So, a few weeks ago, at the Spring Community Conference, I ran an experiment (with a little help from my friends). The goal was to get conference-goers to commit to 24 hours of experiencing one – single – lifestyle change that some patients with IBD face when trying to get their guts to “quiet down.”  I invited them (after doing it myself) to replace their daily meals with liquid nutrition, while continuing with business as usual (attending a professional conference, where many were looking forward to a nice meal with their colleagues and friends on Friday evening). Further, I challenged them to spend meal and snack times interacting with others at the conference, who I like to refer to as “eaters.”


Before I share what happened during this 24 hour experiment, I’d like to recognize that this small exercise is absolutely nothing compared to waking up every day and remembering, “Okay, I’ve got Crohn’s, so…” before a patient does his or her planning for the day, perhaps including organizing medications, or clearing activities for Remicade infusion. No one had to look at their poop and think “this is Bristol #…” or remind themselves to mark how many days they’ve had blood, of any kind, in a stool. The five randomly chosen winners (plus one volunteer) of our first Community Conference Liquid Lottery embarked on this exercise with humility, and finished humbly noting that 24 hours is nothing compared to 168 hours, or more, of drinking liquid nutrition.

But it was hard enough.

Here are some things I heard the night before:

“Oh!  It’s just 24 hours?  I thought it was the whole weekend.”

“I can drink other liquids, right?  I just can’t eat at the meals?  This will be easy!”

“I can’t eat at the dinner tomorrow night?  Well, it’s just one fancy meal, I can give that up!”

Here are some things I heard at lunchtime the next day (just two meals later):

“Well, I finish a lot faster than you, and it kind of leaves me feeling empty sooner, but I’m all right!” (stares at the still-half-full plate of friend across the table).

“I feel like I’m already losing weight! But I couldn’t do this long-term. Glad it’s just 24 hours.”

“I am already kinda getting sick of this taste” (after two meals). It’s over tonight, right?”

And here is what I heard at 7:10pm (repeated by others, not much later):

“You said 24 hours, right?  So, it would be okay if I had something now at the dinner, wouldn’t it?”

“It’s just that this is the last big meal and I really think I’ve learned the lesson from this experiment, so, thanks!”



Read real observations by Liquid Lottery winner – Erin Moore – in her post 24hr liquid diet challenge at #icncc16s on Storify

It would be difficult to have IBD, from my perspective. Not that life can’t be fulfilling, and our friends with IBD can’t cope, can’t adapt, can’t find a terrific quality of life and achieve their goals. And it’s not that every patient with IBD is alone and isolated. There are terrific places where patients and families can share experiences and find solidarity between themselves and other patients and families.
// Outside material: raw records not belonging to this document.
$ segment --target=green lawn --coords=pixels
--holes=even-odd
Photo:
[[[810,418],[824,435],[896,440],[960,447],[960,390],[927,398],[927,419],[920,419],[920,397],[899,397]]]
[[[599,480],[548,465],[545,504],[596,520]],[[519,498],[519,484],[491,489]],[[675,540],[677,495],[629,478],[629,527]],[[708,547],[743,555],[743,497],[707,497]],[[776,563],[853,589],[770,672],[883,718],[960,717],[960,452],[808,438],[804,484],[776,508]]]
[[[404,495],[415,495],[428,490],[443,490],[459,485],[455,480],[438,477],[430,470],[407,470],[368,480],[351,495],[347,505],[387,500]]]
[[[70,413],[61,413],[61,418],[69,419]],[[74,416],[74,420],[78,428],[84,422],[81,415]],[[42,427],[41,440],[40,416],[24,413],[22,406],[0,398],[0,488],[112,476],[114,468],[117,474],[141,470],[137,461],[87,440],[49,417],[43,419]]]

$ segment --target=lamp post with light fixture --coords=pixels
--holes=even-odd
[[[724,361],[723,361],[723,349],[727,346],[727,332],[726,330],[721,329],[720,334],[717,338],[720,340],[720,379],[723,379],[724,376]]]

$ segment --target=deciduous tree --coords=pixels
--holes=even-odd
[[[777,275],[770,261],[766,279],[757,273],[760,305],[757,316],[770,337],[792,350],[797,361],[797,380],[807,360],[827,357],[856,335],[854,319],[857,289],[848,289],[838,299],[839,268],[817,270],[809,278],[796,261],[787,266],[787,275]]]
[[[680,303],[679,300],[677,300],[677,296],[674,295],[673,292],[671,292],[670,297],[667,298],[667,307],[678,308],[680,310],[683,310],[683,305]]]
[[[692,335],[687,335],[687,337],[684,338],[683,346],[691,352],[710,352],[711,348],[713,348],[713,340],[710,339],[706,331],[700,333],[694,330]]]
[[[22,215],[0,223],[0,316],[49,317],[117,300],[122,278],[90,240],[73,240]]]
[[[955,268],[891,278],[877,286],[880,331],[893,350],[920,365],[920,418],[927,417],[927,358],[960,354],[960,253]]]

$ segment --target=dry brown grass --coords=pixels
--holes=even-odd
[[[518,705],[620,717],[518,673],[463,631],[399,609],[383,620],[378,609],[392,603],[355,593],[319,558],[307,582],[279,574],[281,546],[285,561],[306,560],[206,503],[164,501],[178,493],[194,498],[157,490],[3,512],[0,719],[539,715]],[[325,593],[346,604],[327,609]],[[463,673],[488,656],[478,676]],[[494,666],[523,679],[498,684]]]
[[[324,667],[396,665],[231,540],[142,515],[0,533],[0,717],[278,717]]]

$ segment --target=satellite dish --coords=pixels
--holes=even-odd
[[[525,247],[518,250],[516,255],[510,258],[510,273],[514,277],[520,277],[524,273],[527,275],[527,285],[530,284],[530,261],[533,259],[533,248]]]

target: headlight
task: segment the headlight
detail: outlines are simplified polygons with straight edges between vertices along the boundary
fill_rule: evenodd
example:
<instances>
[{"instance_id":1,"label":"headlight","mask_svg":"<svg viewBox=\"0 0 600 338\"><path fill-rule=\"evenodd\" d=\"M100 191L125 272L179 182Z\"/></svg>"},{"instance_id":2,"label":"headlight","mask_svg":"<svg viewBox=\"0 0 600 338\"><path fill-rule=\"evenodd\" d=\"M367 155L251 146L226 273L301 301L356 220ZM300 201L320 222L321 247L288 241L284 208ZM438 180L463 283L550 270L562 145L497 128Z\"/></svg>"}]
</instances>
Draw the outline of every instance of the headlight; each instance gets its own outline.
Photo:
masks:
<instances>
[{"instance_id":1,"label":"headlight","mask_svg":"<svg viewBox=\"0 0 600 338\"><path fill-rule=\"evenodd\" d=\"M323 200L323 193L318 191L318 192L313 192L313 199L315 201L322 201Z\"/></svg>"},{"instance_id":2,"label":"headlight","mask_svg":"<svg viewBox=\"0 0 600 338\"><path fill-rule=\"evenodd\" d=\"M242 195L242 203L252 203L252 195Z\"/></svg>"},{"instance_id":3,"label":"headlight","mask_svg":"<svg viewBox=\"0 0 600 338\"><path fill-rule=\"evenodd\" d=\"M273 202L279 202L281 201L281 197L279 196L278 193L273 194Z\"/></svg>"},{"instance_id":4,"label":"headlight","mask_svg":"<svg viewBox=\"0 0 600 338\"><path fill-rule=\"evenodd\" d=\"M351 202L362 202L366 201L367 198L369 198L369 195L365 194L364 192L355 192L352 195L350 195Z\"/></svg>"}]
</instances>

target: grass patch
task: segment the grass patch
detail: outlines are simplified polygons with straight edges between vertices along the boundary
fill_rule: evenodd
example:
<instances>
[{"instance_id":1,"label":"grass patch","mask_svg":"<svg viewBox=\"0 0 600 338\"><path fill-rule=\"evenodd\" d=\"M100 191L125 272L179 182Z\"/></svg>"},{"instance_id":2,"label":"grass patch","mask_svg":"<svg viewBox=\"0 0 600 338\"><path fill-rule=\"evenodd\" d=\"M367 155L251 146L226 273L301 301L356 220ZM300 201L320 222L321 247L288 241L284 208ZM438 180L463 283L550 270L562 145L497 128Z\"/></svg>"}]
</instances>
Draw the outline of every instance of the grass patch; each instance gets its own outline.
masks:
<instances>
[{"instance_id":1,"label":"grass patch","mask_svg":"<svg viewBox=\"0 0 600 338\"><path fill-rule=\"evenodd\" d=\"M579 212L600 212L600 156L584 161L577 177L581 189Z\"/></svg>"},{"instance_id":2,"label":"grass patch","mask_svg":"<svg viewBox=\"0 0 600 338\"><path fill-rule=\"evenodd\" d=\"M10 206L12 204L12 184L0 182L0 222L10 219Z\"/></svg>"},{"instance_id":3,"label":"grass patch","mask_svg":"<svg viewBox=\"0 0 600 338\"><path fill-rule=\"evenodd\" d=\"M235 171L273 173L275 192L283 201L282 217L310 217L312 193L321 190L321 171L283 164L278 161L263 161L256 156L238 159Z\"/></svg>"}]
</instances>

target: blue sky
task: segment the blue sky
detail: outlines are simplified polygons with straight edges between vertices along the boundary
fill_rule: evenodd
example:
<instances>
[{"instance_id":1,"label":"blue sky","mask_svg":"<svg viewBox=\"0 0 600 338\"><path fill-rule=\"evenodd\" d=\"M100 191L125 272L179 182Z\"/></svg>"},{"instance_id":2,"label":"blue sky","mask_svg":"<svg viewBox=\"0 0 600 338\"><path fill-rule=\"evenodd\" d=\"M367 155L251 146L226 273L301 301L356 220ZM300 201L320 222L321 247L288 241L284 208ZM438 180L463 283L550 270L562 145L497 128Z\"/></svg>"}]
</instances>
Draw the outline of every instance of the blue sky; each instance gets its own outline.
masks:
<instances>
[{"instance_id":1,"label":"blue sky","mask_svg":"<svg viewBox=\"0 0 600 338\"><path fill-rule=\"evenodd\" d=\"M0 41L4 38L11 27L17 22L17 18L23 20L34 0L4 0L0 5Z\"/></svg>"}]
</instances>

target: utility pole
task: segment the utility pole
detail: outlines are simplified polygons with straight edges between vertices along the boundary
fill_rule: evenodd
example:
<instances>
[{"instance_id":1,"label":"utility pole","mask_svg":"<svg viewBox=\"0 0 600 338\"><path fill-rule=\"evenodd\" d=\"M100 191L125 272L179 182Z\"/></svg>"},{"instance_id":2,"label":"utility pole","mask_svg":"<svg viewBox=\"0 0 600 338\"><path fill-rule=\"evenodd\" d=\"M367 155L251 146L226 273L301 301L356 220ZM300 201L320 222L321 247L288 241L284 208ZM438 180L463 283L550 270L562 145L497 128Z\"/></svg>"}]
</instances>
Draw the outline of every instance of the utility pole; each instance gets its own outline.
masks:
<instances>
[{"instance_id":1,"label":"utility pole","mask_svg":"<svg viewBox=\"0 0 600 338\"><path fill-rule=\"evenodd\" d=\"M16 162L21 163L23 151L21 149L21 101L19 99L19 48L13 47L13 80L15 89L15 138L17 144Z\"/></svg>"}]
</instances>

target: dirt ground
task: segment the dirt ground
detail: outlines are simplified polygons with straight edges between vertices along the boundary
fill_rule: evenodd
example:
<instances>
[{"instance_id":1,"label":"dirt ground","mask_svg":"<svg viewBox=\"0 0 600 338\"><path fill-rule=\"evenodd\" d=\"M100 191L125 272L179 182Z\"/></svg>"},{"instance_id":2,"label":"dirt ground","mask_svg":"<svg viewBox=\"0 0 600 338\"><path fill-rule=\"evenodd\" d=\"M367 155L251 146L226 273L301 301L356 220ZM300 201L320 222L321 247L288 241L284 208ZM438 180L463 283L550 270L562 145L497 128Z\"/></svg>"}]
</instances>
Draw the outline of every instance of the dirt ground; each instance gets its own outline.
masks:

But we, the eaters, the healthy IBD team members who care for them, encourage them, try to help them move forward, might be more motivated in our work if we appreciated their position, and ours, more. The old maxim “Walk a mile in someone’s shoes,” comes to mind. “Really, I say? A mile? Okay! Oh, wow – I see what you mean, this is difficult. But… my friends are playing basketball outside, so how about I wear them to the door of the building and then put my Chucks back on?”

It’s hard. No question. I applaud all the lottery winners for even being willing to try to only drink for 24 hours.

Next Community Conference, I would ask you to come ready to talk to your colleagues who have completed a liquid challenge like this for a week, or who dropped their own NG tubes, or who wore ostomy bags to get a small glimpse into what life with these treatments may be like. Because we’re better able to improve care and health when we work together. By sharing experiences we grow compassion, creative thinking and, best of all, motivation to work harder for and with our patients so they can get better and back to doing the things that matter most to them.